The prevalence of and factors that contribute to eating disorders in military personnel is understudied. Yet, the handful of existing studies have generally reported that the prevalence of eating disorders [anorexia nervosa (AN), bulimia nervosa (BN), and eating disorder not otherwise specified (EDNOS, including binge-eating disorder)] and eating disorder symptoms in military men and women are similar to or even higher than in civilian populations. Two review papers1, 2 highlight the research findings to date and discuss avenues for future directions. A summary of their findings and conclusions are below.

What do we know?

  • According to Bodell and colleagues2, the average prevalence of AN is between 0.2% and 1.6% in women in the military, depending on methods of assessment (i.e., interview versus self-report), and 0.008% in men. For BN, the average prevalence is between 0.71% and 9.7% in women and 0.015% in men. In women, the average prevalence of binge eating is 19.3%, whereas the average prevalence of purging behaviors ranges from 3.4% to 14.6%, depending on purging method. By comparison, for college and community-based samples, the average prevalence is as follows: 0% in women and men for AN; 1.1% in women and 0% in men for BN; 11.67% in women for binge eating; and 4.2% in women for purging behaviors.
  • Similar to civilian populations, trauma, including post-traumatic stress disorder, is associated with eating disorder risk in service members. However, military personnel are uniquely exposed to combat trauma and trauma associated with sexual assault, which is high in the military. These experiences may present their own risks for the development of eating disorders and associated symptoms.
  • The types of food available to military personnel during deployment are different than those when not deployed. Switching from Meals Ready-to-Eat (MREs), which are high calorie ready-to-eat packages of food used in combat when organized food facilities are unavailable3 to “regular food” that is consumed when individuals are at home could contribute to eating disorder symptoms.
  • There are unique military requirements, such as fitness checks that require individuals to meet certain fitness and weight standards, which may make individuals more vulnerable to the development of an eating disorder and/or may exacerbate existing eating disorder symptoms.

What research is needed?

  • Information on the prevalence of and risk factors for eating disorders in men is sparse. Given that the military is a male-dominated profession, it will be critical to include men in future studies and evaluate whether specific eating disorder symptoms are more prevalent in men versus women. Men and women don’t always express eating disorders in the same way. Eating disorder symptoms that are more common in civilian men than women (e.g., use of muscle-building products) will be important to examine in the future.
  • Studies that include diagnostic interviews, self-report assessments, and medical record data are needed to provide a more robust assessment of eating disorders and symptoms in service members since there are clear advantages and disadvantages for each method. For example, while diagnostic interviews can more easily ensure that respondents understand the meaning of certain questions, they may be less likely to provide honest answers to an interviewer for fear of consequences from the military, such as denial of promotion, separation from the military for medical reasons, or disability discharge. Answering self-report questionnaires, though sometimes less precise, can be more anonymous and help the respondent feel more comfortable in answering questions honestly.
  • Additional work should follow individuals over time to assess whether the eating disorder is present upon enlistment or whether it develops during the course of their military career, including during and between deployments.
  • It is unclear whether certain branches of the military are associated with higher risk for eating disorders (e.g., Army, Air Force, etc.). In addition, more studies are needed that address different components (e.g., Active Duty, Reserves, National Guard).
  • Finally, it will be important to assess the prevalence of and risk factors for eating disorders in family members, as the spouses and offspring of individuals who are deployed may be more vulnerable to the development of eating disorders.

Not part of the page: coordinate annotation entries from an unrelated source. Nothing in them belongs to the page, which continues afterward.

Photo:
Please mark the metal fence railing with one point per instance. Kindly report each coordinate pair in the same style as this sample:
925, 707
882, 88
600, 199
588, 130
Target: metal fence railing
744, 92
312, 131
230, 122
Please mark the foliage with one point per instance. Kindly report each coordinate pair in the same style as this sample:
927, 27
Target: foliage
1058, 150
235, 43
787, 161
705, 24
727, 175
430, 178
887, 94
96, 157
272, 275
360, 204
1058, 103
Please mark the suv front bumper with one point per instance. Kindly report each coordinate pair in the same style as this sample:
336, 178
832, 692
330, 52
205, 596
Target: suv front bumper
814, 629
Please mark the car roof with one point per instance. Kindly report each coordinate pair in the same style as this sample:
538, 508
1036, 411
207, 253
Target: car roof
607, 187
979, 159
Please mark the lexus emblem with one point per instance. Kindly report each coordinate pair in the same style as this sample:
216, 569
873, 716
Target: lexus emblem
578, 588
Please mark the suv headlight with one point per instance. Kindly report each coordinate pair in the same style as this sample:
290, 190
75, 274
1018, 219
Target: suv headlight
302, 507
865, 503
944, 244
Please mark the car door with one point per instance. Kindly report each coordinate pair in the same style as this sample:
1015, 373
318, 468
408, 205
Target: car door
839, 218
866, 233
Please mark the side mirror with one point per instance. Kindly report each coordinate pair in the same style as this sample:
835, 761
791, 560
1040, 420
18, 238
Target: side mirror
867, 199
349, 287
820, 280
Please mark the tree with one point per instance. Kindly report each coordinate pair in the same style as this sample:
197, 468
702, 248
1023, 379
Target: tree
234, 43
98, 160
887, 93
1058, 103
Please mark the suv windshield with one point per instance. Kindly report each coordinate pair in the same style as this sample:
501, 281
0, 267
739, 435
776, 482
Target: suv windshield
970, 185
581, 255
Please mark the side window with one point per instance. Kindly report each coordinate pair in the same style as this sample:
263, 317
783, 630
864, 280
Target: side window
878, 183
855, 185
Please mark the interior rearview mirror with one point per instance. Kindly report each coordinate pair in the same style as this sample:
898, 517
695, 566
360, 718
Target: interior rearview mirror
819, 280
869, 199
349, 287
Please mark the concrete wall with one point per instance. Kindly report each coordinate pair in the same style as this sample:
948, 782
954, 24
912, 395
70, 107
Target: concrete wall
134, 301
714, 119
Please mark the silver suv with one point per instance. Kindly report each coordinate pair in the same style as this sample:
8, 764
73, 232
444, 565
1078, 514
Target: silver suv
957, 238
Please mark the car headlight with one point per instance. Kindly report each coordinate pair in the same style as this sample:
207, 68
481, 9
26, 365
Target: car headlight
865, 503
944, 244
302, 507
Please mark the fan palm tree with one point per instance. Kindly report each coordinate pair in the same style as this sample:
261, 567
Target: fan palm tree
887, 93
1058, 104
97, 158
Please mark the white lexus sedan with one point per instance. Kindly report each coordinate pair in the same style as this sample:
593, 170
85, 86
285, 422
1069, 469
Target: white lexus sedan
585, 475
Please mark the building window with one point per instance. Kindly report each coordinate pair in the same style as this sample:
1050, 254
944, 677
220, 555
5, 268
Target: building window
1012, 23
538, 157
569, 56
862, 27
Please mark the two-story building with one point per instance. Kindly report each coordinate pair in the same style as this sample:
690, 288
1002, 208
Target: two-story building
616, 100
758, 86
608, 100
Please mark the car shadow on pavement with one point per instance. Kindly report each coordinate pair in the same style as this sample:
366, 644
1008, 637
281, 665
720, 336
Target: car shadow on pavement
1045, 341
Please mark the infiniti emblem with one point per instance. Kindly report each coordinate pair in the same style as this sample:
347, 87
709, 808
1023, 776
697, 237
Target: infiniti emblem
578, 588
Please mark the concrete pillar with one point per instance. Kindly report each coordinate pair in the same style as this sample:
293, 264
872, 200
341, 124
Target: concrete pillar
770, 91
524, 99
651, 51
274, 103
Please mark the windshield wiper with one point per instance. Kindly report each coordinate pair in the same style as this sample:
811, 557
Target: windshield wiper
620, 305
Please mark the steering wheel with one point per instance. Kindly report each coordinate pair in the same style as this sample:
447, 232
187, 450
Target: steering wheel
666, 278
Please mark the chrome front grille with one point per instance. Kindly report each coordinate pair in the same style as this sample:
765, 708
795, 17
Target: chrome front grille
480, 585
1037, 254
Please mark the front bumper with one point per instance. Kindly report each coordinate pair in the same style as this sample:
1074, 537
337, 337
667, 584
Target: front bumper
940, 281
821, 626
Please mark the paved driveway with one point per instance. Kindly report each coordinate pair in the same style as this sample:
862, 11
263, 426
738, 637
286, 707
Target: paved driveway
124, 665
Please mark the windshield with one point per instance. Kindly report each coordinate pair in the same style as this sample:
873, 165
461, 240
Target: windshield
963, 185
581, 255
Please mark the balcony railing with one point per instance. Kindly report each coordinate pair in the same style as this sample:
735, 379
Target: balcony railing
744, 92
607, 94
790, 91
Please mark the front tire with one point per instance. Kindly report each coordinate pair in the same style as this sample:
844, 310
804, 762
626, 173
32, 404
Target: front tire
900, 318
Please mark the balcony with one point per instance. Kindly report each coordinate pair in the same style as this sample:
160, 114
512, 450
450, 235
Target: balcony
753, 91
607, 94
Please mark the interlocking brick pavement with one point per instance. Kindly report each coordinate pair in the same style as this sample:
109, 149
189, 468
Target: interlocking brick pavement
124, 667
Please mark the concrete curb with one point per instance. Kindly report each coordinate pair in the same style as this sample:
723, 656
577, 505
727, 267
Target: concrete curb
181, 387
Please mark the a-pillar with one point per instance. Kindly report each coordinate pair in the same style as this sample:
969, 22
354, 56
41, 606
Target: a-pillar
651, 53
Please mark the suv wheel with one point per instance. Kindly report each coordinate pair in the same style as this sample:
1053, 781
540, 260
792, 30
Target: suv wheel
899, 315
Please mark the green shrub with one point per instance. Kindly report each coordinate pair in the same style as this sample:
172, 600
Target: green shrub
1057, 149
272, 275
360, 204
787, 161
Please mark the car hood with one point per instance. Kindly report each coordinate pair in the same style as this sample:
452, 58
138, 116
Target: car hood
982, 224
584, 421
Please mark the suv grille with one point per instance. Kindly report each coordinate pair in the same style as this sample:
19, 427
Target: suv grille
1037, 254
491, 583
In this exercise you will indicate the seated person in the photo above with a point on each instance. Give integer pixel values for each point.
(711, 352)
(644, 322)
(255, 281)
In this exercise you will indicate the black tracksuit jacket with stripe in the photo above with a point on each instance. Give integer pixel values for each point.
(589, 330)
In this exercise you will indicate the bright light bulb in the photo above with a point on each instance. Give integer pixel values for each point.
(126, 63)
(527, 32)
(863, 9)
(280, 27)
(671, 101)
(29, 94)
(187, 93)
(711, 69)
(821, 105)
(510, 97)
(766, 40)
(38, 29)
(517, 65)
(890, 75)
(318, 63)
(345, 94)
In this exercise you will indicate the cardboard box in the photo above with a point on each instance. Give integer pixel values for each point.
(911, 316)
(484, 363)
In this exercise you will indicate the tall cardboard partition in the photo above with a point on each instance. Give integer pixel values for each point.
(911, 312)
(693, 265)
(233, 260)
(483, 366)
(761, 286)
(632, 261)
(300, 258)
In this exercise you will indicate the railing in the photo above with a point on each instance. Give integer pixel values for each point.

Understanding the prevalence of and risk factors for eating disorders and symptoms that may be unique to military men and women is critical in order to determine who is most at risk for the development of eating disorders and provide prevention, intervention, and treatment to improve psychological resiliency and prevent other challenges during service.


1Bartlett BA & Mitchell KS (2015). Eating disorders in military and veteran men and women: A systematic review. International Journal of Eating Disorders, 48, 1057-1069.

2Bodell L, Forney KJ, Keel P, Gutierrez P, & Joiner TE (2014). Consequences of making weight: A review of eating disorder symptoms and diagnoses in the United States Military. Clinical Psychology, 21, 398-409.